In some ways what I have learned the last week or more from my own experiences with H1N1 and what I'm hearing from basically everyone I know nationwide is that dying from it might not be the worst thing you can do.
Of course in a certain way I'm kidding you but in another way what I'm saying is that I'm hearing more and more about related illnesses that go on for weeks or months. The other problem appears to be that even if you survive H1N1 many people have permanent lung damage from problems directly related to this virus. And even if you don't get permanent lung damage there is this persistent sinusitus that I'm presently dealing with 7 days after the worst of H1N1 that I felt like I was dying from last Saturday night through Sunday night and up to monday morning.
From all the people my wife has spoken with it is imperative if you still have a sinusitus a week later that you go to your doctor for antibiotics. A friend of my wife's we just found out didn't go to the doctor immediately and is still sick in sinus and lungs since August and having to use asthmatic inhaler now even though she wasn't asthmatic in August. So like I was kidding about in the beginning of this article, maybe the worst thing about h1n1 isn't dying but having to live with the consequences of ever being exposed to it or even if you don't get it all the peripheral illnesses that are out and about with it these days worldwide.
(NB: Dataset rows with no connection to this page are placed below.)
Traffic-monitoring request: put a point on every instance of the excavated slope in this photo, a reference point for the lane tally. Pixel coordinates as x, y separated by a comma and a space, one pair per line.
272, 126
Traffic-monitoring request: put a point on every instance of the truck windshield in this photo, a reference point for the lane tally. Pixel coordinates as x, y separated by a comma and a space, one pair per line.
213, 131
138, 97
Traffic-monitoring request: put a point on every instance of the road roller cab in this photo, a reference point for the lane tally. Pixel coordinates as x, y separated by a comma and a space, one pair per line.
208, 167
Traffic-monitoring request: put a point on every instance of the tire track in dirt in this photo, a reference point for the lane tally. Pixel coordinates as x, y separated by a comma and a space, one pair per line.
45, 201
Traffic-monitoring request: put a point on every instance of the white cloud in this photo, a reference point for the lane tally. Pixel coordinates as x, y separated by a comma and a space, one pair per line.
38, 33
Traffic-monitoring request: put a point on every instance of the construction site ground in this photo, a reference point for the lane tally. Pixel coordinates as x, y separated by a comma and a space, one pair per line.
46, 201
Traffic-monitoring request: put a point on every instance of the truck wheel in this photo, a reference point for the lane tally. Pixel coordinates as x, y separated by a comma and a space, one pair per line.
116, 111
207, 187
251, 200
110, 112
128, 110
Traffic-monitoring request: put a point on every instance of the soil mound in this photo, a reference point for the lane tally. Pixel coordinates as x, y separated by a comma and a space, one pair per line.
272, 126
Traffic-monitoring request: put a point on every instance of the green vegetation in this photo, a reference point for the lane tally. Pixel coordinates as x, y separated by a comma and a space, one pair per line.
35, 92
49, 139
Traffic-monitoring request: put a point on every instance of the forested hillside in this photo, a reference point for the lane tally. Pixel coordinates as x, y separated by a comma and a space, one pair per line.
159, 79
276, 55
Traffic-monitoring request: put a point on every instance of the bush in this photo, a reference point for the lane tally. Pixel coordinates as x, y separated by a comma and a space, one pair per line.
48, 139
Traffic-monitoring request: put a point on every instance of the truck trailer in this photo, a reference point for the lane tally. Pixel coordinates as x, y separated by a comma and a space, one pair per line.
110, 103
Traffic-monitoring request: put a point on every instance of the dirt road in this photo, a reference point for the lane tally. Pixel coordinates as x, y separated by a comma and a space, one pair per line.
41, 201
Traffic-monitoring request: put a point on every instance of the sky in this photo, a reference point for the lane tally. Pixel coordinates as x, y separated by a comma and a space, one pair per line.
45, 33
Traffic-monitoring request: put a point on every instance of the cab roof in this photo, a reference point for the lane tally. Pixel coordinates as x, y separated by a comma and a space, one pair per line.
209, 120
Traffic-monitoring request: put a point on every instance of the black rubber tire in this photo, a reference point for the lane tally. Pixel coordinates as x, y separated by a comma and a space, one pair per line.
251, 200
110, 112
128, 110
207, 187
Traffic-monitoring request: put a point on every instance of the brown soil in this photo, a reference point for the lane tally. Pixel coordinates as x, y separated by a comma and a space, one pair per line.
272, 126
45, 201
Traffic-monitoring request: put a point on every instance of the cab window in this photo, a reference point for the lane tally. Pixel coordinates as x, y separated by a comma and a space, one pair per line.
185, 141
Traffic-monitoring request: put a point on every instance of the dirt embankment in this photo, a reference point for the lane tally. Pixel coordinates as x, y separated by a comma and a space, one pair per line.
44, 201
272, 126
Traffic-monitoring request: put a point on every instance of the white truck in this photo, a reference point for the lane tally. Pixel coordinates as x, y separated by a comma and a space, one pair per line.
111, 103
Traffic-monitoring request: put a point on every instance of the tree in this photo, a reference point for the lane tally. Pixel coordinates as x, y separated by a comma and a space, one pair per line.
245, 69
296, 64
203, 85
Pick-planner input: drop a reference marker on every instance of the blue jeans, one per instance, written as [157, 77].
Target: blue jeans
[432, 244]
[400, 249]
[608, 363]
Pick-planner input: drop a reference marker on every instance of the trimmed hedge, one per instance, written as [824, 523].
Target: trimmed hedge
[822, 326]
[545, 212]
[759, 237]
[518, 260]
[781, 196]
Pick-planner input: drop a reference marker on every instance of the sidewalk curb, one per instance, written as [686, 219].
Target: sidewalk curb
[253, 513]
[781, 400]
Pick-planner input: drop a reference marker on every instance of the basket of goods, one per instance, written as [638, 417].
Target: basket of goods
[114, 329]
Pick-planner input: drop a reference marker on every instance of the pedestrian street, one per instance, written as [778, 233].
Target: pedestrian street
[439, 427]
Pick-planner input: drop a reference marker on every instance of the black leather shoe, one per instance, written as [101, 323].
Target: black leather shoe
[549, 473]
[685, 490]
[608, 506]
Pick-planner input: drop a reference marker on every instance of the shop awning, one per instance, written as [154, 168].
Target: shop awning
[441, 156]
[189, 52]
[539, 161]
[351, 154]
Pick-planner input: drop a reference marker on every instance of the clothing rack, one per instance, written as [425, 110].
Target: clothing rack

For younger people who don't yet have seniority in their jobs or own their own businesses yet the danger is too many missed days of work and being laid off as a result. For small business people it is having to shut down their businesses too many days while they are sick and losing necessary business. For students it is missing too many days and too many assignments and not being well enough soon enough to catch up. h1n1 is not just about death it is about the havoc it is creating in every life directly and indirectly all over the world.